Para cumprir as metas climáticas, empresas precisam de líderes com visão e pragmatismo

Dezenas de empresas brasileiras se comprometeram nos últimos dois anos em neutralizar as emissões de gases poluentes, em especial o dióxido de carbono. A praxe é chegar ao nível em que as compensações se equivalem as emissões (em toda a operação e cadeia de valor) até 2050, com algumas colocando metas de curto e médio prazo. Com metas agressivas de descarbonização no plano estratégico, as empresas agora enfrentam o desafio de executar em ritmo acelerado durante um período de turbulência sem precedentes. Em relatório publicado com exclusividade pelo Prática ESG, a consultoria Bain & Company traz que chegarão primeiro aquelas empresas que tiverem líderes que combinem visão e pragmatismo. Entenda melhor:

No documento, chamado de From Carbon Ambition to Delivery (Na tradução livre, “Da ambição para a entrega”), a consultoria global faz uma análise das emissões das mais de 700 empresas que, até o fim de 2020, haviam se comprometido com as metas definidas pela iniciativa internacional Science Based Targets (SBTi).
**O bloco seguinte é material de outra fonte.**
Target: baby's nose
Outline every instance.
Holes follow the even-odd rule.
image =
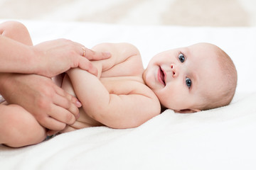
[[[178,76],[177,67],[174,64],[171,64],[172,76],[176,77]]]

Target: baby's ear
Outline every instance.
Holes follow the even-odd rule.
[[[182,110],[174,110],[174,112],[178,113],[192,113],[196,112],[200,112],[201,110],[196,108],[188,108],[188,109],[182,109]]]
Dois terços (69%) conseguiram cumprir as metas absolutas dos escopos 1 e 2 que estabeleceram para 2020 e relataram por meio do Carbon Disclosure Project, iniciativa para divulgação do avanço nas metas climáticas.

O problema é que para frearmos o ritmo do aquecimento do planeta e limitá-lo a 1,5ºC como se espera, é preciso muito mais que isso. Chegar ao net zero até 2050 requer que as companhias reduzam suas emissões pela metade até 2030, ou seja, daqui a menos de nove anos.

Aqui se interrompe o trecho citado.